I’m about to get real…and honest. If you’re looking for a nicely packaged, sweet-smelling pretty Christianity, you won’t find it in this post. I’ve actually been wanting to write this post for awhile but couldn’t quite put a solid structure on it. But thanks to a couple of articles that have come across my radar awhile back and an article and unfortunate discussion thread I saw today, I was reminded of this post that sat as a draft for a couple of months. So I thought it was time to address something that I experience on a regular basis and know that pollyanna puffy cloud or otherwise trite formulas don’t quite cover it.
I came across this article a couple of months ago from the Resurgence blog, Jesus Over Shame. Jen Smidt writes of her battle with shame that she finally stuck a flag in the ground and marked that territory with Jesus.
If you are carrying the weight of shame, Jesus is calling you to give that burden to him and rest in the new identity he has given you. Because of shame, you may feel unqualified to speak truth into areas where you have influence. Whether you’re a Bible teacher, a neighbor, an employee, or a stay-at-home mom, you lead others. Don’t allow shame to silence you, but instead live in the freedom of Jesus’ grace, which eradicates shame. Don’t use shame to motivate yourself or those you lead. Point people to Jesus, who conquered shame.
Christian, from this day forward, choose Jesus over shame, every time.
That’s sounds quite simple, doesn’t it? After all, Scripture tells us that “there is no condemnation to those who are in Christ” (Romans 8:1). And we must take serious that our sin debt has been paid by the one time sacrifice on the cross (Heb. 10:13). And my personal favorite, “he has cancelled the record of debt that stood against us with its legal demands” (Col 2:15). In Christ, we are certainly new creations (2 Cor. 5:21).
But I found myself uneasy about Smidt’s prescription. There was something kind of dismissive about it. It made me feel that those stabs of shame that frequently prick at my soul are there because I’m just not giving it to Jesus. If only I’d do that, then my problems and my pain would just go away. Well, I am and I do, but maybe I’m just not spiritual enough.
Or maybe I am and something else is going on. Unfortunately, I think this glossy finish Christianity ends up putting more shame on the the already shamed in feeling like their not good enough Christians. The problem is that life is not that simple, especially when you have holes in your life where sin and destruction had once been that leave visible un-restored areas. When I read this article from Kendra Dahl, Redemption for the Scars, I realized what it was. You see, even though Jesus took the shame of my sin, bearing it on the cross, then what happens with the consequences?

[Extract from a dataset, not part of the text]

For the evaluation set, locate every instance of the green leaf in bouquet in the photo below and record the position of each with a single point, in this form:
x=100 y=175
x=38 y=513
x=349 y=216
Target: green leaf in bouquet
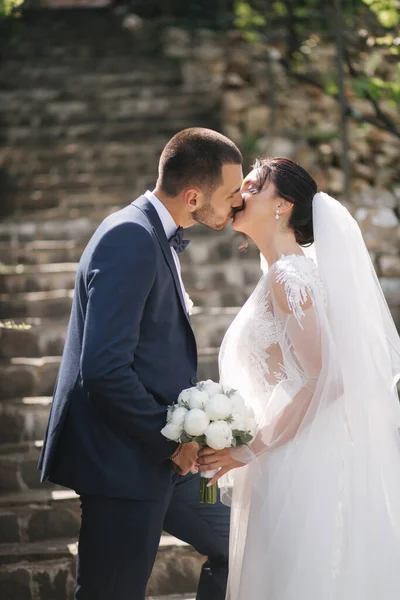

This could relate to our own sin or even the sin of others. In the author’s case, she tells of her past abortion, sexual immorality and having a child out of wedlock. Things turned around for her though. She repented, discontinued sinful patterns and entered a godly marriage with a man who loves her, by her account. You would think that these reversals and acceptance of the shame Christ bore on our behalf is enough. And still, even though things have been corrected it still pops up.
So imagine how much more prominent this shame is for those who circumstances have not been corrected and their life is an open book of past grievances. What if Dahl had remained a single mother? What of that nice Christian woman whose husband abandoned her to raise her kids alone? Or that godly couple with a wayward teen? Or that single person with reminders of past failures?
None of these scenarios preclude individuals who embrace God’s acceptance and unconditional love through Christ. Feeling that sting of shame doesn’t mean that person is unknowlegable about their Christian identity. But it does mean that life can be a bit more complicated than our formulas or dismissals will allow, especially when reminders slap you in the face. Reminders are powerful daggers. You can be chugging along just fine, then BAM! Something comes across your radar that pulls the shame to the surface as Dahl notes;
So many of us in the church bear invisible scars. And while over time they may fade into the background, they still bleed for some. They are a constant source of turmoil as we face haunting memories and fight to believe that there is enough redemption even for us.
And as I discovered today, when Christian leaders unwittingly draw caricatures of those whose life hasn’t lined up perfectly to an ideal Christian model (two-parent godly home; church going family, believing, well behaved kids, home-schooled or Christian schooled), it can have the impact of driving a nail right through those areas that haven’t lined up so well. Sadly, the ones who have not experienced mis-aligned lives have no clue of the impact this has.
I’ll also note that God uses shame for conviction of sin that leads to repentance (2 Cor. 7:10-11). But that is different than experiencing the sting of past failures or failures of others that leave marks on our lives.
So does Jesus take away all my shame? Surely he bore our sins and paid the penalty once and for all (Heb. 10:10-13). Believing in him secures our not guilty verdict. Surely, we can be refreshed in the security of his love and acceptance. In Him is redemption and forgiveness of sins and we should rejoice in that. But practically speaking, that doesn’t mean shame goes away. As one of my co-workers once said “the struggle is real”. Can we get real about the struggle?